Because the hot wassail was such a spicily unusual drink, the teen boys judged it “spiked” and claimed the bowl, ignoring the (delicately flavored with very good whisky) eggnog. Everyone looked forward to our Smithfield ham (an annual gift from a former med student) and cocktail shrimp (in the early ‘50s shrimp was not yet standard party fare).  

At these parties I learned to love to entertain.

When my parents brought wassail to me at college, I learned how much parents will do to help their children. They brought not just one jug of wassail, but enough for more than a hundred people. With the modern dance group at Duke University, I had produced the first-ever multi-art Yule Fest. We danced to Christmas carols, accompanied by a medieval combo plus recitations by drama students. After the applause, dancers came down the aisles of the ‘theater in the round’ with glass cups of hot wassail for all.

Here is the Figge family wassail recipe in the small quantity (with medium and largest quantities in parentheses). My father’s notes say the largest quantity will be enough for 50 people (if you also have 3 gallons of eggnog!)

Boil 2 cups sugar (8 cups or 5 lbs.) in 2-cups water (8 cups or about 1½ gallons water) for 10 minutes. Add

6 cloves (24 or48)

1 stick cinnamon (4 or 8)

6 allspice or ¼ t ground (or 24- 48 allspice

1 T grated lemon rind (or 4 or 8 T)

1 T grated orange rind (or 4 or-8 T)

1 T chopped ginger (use your judgment for larger amounts)

Cover, stand 2 hours. Put in gallon jug, preferably glass. (At this point you can store the base, outside if it’s cold).
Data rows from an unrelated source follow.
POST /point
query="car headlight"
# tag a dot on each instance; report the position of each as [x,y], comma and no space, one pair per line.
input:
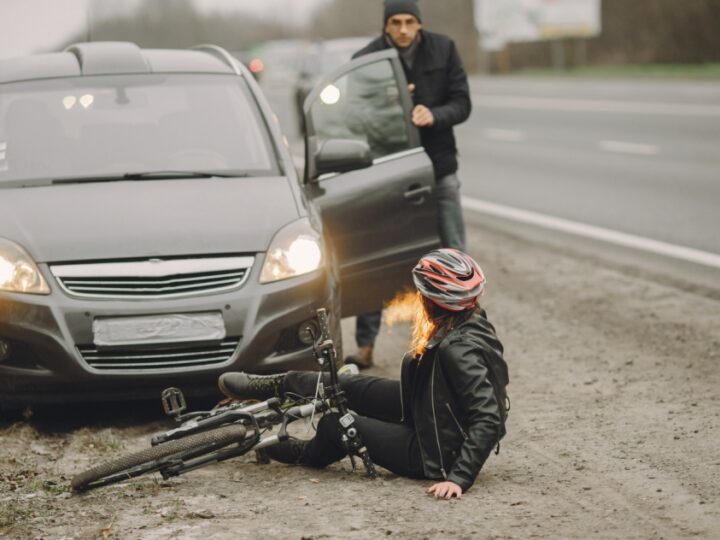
[295,250]
[18,272]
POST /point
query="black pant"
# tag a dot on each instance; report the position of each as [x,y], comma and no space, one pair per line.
[376,402]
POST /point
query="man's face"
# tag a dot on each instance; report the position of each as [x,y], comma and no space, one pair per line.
[402,29]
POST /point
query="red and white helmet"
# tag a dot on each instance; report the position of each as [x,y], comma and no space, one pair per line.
[449,278]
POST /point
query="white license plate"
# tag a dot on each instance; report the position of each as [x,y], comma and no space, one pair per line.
[158,329]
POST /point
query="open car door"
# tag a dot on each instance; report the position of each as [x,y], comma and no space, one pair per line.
[368,174]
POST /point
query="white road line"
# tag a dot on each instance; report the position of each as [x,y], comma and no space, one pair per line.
[593,105]
[622,147]
[598,233]
[505,135]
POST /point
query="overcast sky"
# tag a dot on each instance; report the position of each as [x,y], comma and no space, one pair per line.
[28,26]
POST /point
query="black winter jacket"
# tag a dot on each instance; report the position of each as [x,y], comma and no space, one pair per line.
[454,396]
[441,85]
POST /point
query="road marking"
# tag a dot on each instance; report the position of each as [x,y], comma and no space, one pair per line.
[593,105]
[629,148]
[598,233]
[505,135]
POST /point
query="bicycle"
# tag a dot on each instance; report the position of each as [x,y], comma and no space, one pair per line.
[233,429]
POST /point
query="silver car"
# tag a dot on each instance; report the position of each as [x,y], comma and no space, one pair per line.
[154,230]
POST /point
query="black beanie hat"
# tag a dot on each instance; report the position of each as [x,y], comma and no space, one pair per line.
[393,7]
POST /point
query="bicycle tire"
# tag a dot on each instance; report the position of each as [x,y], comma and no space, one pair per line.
[132,464]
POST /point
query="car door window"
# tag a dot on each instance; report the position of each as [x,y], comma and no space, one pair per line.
[364,104]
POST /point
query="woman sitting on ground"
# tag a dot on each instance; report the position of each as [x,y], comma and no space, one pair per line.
[447,412]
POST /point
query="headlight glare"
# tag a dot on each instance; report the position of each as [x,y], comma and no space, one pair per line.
[18,272]
[295,250]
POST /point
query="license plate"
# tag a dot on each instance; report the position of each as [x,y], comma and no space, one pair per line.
[158,329]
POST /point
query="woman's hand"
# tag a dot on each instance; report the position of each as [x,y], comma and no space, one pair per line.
[445,490]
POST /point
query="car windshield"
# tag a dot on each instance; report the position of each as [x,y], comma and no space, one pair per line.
[105,126]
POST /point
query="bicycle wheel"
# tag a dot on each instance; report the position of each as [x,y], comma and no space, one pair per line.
[152,459]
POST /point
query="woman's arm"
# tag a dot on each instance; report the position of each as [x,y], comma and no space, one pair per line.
[463,365]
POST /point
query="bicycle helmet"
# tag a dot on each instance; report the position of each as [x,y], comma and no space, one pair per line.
[449,278]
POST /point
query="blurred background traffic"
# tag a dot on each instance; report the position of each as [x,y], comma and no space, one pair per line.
[603,113]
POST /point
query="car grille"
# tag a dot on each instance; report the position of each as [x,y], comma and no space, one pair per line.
[153,278]
[149,359]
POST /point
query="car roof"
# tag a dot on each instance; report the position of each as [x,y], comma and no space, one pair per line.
[113,58]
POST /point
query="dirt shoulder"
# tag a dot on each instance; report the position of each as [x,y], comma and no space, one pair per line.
[614,433]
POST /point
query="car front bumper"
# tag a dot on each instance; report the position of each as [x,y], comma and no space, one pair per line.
[46,335]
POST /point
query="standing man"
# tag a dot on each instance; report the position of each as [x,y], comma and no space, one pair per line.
[441,97]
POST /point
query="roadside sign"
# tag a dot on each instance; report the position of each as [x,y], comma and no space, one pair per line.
[506,21]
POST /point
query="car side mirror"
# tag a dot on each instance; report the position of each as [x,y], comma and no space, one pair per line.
[342,155]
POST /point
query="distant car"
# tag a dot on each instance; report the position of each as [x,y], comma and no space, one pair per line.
[277,61]
[320,59]
[154,232]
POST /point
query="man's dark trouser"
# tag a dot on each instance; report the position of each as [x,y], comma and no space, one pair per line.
[376,402]
[452,234]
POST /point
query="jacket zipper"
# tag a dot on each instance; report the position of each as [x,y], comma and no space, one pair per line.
[432,404]
[462,431]
[402,404]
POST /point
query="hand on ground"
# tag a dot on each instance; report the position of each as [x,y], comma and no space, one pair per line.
[445,490]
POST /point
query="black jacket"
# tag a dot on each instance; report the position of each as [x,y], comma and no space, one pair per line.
[454,396]
[441,85]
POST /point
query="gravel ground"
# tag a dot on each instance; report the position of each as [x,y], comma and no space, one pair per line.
[614,433]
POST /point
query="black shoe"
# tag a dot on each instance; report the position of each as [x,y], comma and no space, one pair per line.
[293,451]
[240,385]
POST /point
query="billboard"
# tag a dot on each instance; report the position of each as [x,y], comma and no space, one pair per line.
[506,21]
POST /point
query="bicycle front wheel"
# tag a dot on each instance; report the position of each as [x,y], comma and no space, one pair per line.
[155,458]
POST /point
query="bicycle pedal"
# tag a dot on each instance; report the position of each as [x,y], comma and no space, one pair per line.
[173,401]
[349,369]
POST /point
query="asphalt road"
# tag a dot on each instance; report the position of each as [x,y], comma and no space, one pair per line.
[641,158]
[638,157]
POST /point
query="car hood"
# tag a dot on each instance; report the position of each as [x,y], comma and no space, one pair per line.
[150,218]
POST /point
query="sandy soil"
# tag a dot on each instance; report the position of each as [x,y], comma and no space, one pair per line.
[614,433]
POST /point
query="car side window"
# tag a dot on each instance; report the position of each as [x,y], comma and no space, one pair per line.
[364,104]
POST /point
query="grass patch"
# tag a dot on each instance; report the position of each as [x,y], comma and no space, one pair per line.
[710,71]
[12,515]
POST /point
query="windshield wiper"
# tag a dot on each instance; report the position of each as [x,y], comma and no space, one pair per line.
[153,175]
[150,175]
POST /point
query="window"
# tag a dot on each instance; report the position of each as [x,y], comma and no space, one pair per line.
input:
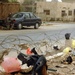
[63,13]
[69,12]
[19,15]
[47,12]
[27,16]
[32,15]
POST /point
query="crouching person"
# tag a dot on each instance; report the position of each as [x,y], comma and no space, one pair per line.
[66,58]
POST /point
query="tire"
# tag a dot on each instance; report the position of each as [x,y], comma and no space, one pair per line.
[36,26]
[19,26]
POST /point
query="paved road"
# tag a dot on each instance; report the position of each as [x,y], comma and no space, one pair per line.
[51,31]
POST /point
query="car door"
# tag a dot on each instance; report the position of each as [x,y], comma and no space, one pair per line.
[27,20]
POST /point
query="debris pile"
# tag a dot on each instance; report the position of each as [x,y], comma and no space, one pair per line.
[41,58]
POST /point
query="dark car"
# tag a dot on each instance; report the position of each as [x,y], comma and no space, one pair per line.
[21,19]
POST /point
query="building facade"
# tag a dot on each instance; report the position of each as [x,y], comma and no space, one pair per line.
[56,11]
[70,1]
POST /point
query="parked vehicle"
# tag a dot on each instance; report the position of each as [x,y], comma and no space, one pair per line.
[21,19]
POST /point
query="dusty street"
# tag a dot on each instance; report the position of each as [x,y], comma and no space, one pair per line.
[53,33]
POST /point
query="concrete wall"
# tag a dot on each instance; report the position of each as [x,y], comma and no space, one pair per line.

On the day of the party, strain it into a large kettle and add

 1 1/2 cups orange juice (6 or 12 c) preferably fresh squeezed

3/4 cups lemon juice (3 or 6) preferably fresh squeezed

2 cups sweet cider (or 8 or 16)

Before you reheat and serve this, dilute with 2 quarts cider or water, by taste.

Ears See It in a New Way: William Klenz

In 1959, Dr. William Klenz required his undergraduate music history students at Duke University to unlock the secrets of baroque music by studying original texts for what led up to it — social dances of the Renaissance, as taught by dance master Thoinot Arbeau  in his Orchesographie.

Tapping dance sources is now a small but recognized niche (NYT, 9-4-13).

I believe Klenz — who never wore a watch because he didn’t want to be the slave of time, and insisted that all of his students sing “A” upon arising in the morning so that they would be in tune with the world — was an unrecognized genius.